Now, in the past I very rarely posted anything political on Facebook and I didn't like or comment on much. Over the last few months I've been a little more active and always on my personal page. I never post anything either way on any of the public pages I have.
And when I DO post something, I've very aware of who is liking and who is commenting and if you're not...well...you could be in for a rude awakening.
When I see someone post something on Facebook about politics, I look to see when it was posted, how many people have liked or commented on it, and then I do something that a lot of people probably don't do. I look at how many friends that person has on the platform.
It is astonishing to me how many people have over 1,000 friends and they'll post something political and no one will like the post. That says to me that there's a disconnect somewhere and one of two things is happening:
Either the majority of the people this person is friends with do not agree with what they're saying.
What they're posting is too controversial - or maybe even incorrect - that none of their friends want to publicly associate with the post.

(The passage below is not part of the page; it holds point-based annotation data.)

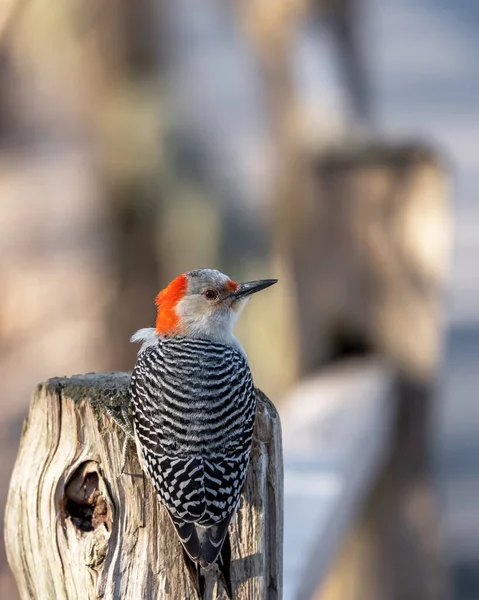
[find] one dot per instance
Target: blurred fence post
(369, 258)
(75, 529)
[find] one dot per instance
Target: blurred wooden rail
(76, 530)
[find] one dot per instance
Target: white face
(208, 309)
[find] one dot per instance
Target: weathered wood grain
(76, 529)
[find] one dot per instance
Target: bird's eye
(211, 294)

I currently have 747 friends on Facebook (I'm not someone who likes to "collect" friends for the hell of it - that's what my public pages are for). Generally, if I've posted something political, I get around 20-40 likes and it's usually the same group of people. I'm okay with that - they're people I know well beyond social media and I know that we hold many of the same values.
What is a mystery to me is how most people aren't connecting the dots between what they're posting and who of their friend group is supporting it. I see people with 1K - 2K friends who post things that not one person likes (or maybe 1-2 people do) or comments on and I find that odd. Let's assume that a small fraction of those people are friends that someone knows well; if they're not liking or commenting on the post, that could be an indication that a lot of the person's friends don't agree with what they're saying.
See the problem here?
We live in a society that encourages us to blame other people and not take any responsibility for ourselves. But, in this case, it's important to look at this and really think about what it means.
Either we're hanging out with the wrong people.
Or we're saying things that the people we value don't agree with - in which case we might need to look at what we're doing.
There is a meme going around Facebook that makes me want to punch a wall every time I see it. It says something like:
"Share if you haven't unfriended anyone because of politics.
Bet you can't do it."
I'll be the first to admit that my friends list on Facebook is stacked in my favor. Everyone on it is either someone who seems to hold the same values I do OR seems to be someone I can have a meaningful conversation with about opposing views.
But let me be clear: I have no problem unfriending people on Facebook. My friends list on Facebook, like in real life, should be a direct reflection of who I am. When I post something, I should see "likes" - if I don't, I need to either look at who my friends are or who I am. Because there's something off.
As we move further into what I believe will be a continuation of a difficult time, I encourage you to do the same. This is a perfect opportunity to really reflect on who we are and the company we keep and make some changes if we need to.